About forty percent of the world's people live on incomes of two dollars a day or less. If you've never had to survive on an income so small, it is hard to imagine.

How would you put food on the table, afford a home, and educate your children? How would you handle emergencies and old age? Every day, more than a billion people around the world must answer these questions. Portfolios of the Poor is the first book to explain systematically how the poor find solutions.

The authors report on the yearlong "financial diaries" of villagers and slum dwellers in Bangladesh, India, and South Africa--records that track penny by penny how specific households manage their money. The stories of these families are often surprising and inspiring. Most poor households do not live hand to mouth, spending what they earn in a desperate bid to keep afloat. Instead, they employ financial tools, many linked to informal networks and family ties. They push money into savings for reserves, squeeze money out of creditors whenever possible, run sophisticated savings clubs, and use microfinancing wherever available.

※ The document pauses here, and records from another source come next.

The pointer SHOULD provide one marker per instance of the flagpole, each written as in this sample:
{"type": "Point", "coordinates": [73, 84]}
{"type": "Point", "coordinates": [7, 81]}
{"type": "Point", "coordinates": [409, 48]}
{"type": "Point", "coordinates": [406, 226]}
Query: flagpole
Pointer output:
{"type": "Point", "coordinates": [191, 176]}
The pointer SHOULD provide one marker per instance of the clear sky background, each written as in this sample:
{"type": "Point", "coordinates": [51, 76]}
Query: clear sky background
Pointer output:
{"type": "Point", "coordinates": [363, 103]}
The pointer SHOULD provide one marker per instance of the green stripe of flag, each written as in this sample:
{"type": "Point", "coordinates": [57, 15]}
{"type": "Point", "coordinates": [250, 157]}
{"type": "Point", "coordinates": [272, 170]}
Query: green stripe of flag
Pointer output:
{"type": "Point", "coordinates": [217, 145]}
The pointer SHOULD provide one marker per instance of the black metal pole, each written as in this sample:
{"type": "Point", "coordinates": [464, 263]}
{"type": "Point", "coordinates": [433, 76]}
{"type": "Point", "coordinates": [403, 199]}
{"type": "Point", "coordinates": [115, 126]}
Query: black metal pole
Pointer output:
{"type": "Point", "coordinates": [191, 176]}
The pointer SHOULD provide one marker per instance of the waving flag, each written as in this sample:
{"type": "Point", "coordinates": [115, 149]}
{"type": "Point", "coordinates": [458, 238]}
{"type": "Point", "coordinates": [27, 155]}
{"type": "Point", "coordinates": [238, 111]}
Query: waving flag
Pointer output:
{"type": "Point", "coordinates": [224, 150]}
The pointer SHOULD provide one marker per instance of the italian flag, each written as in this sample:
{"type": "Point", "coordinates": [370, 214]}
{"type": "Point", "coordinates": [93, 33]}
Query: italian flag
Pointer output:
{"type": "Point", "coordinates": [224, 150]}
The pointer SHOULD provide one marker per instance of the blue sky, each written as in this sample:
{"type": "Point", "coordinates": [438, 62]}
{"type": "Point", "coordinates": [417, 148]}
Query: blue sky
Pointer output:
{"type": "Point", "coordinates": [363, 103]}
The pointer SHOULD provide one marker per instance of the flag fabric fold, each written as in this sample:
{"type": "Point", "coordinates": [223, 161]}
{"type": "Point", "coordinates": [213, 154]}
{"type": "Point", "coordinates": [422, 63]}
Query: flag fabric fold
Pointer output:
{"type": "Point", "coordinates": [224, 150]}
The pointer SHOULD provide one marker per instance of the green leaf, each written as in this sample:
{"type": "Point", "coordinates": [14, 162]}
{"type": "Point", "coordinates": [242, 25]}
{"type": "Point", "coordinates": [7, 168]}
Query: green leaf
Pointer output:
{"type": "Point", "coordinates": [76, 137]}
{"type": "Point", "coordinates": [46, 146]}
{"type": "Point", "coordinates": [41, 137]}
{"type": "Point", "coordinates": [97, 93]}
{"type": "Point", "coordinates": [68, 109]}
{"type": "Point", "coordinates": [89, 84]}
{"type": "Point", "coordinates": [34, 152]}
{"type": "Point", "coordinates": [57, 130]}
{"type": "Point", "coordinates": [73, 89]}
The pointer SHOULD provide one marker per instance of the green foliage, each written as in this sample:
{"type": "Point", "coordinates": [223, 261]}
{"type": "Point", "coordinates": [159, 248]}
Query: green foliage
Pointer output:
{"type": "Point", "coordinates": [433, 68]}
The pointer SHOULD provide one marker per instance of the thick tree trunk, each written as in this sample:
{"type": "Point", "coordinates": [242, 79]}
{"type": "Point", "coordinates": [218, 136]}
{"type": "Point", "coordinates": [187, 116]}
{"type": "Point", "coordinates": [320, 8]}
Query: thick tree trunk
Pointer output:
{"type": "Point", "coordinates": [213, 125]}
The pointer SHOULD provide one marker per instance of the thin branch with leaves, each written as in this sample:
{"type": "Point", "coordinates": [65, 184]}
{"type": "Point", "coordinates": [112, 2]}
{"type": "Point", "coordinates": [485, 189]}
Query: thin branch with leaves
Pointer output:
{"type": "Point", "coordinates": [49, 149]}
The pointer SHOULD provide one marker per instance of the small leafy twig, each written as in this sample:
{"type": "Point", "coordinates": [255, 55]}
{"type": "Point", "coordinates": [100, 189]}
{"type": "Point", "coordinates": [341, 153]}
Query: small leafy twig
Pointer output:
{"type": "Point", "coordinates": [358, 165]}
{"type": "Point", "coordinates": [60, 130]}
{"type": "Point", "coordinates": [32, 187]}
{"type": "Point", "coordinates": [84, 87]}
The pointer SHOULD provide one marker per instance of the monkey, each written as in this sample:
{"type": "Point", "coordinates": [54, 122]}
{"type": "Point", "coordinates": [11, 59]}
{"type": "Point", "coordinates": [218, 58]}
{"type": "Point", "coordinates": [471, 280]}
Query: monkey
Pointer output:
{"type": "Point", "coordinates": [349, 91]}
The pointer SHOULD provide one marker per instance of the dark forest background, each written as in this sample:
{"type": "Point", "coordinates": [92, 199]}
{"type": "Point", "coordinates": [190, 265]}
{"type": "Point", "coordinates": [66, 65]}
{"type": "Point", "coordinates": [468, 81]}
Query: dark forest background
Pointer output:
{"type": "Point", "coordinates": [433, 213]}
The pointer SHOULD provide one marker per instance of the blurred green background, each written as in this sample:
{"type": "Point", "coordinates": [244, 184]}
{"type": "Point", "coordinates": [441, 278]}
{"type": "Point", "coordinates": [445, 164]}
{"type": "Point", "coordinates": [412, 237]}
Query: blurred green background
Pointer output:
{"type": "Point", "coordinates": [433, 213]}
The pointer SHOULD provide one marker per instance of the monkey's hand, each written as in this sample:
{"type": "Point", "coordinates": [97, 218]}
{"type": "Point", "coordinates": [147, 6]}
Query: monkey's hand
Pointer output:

Their experiences reveal new methods to fight poverty and ways to envision the next generation of banks for the "bottom billion."

The authors probe what this reveals about the nature of poverty, and also about the health and usefulness of these formal institutions. In turning to prescription, the authors ask how the financial tools offered by the microfinance industry can be made better. A revealing chapter looks at the success of The Grameen Bank of Bangladesh — a pioneering microfinance institution that experienced tremendous growth during the course of the survey by offering savings and credit accounts to the poor — but the authors argue that more is needed. They call for financial institutions to provide better cash-flow management systems that allow for small deposits and withdrawals at any time; long-term contractual savings products that allow the poor to limit the effects of expensive events like weddings and funerals or with emergencies and large purchases; and general-purpose loans (a departure from the current trend of loaning for the purpose of setting up a business).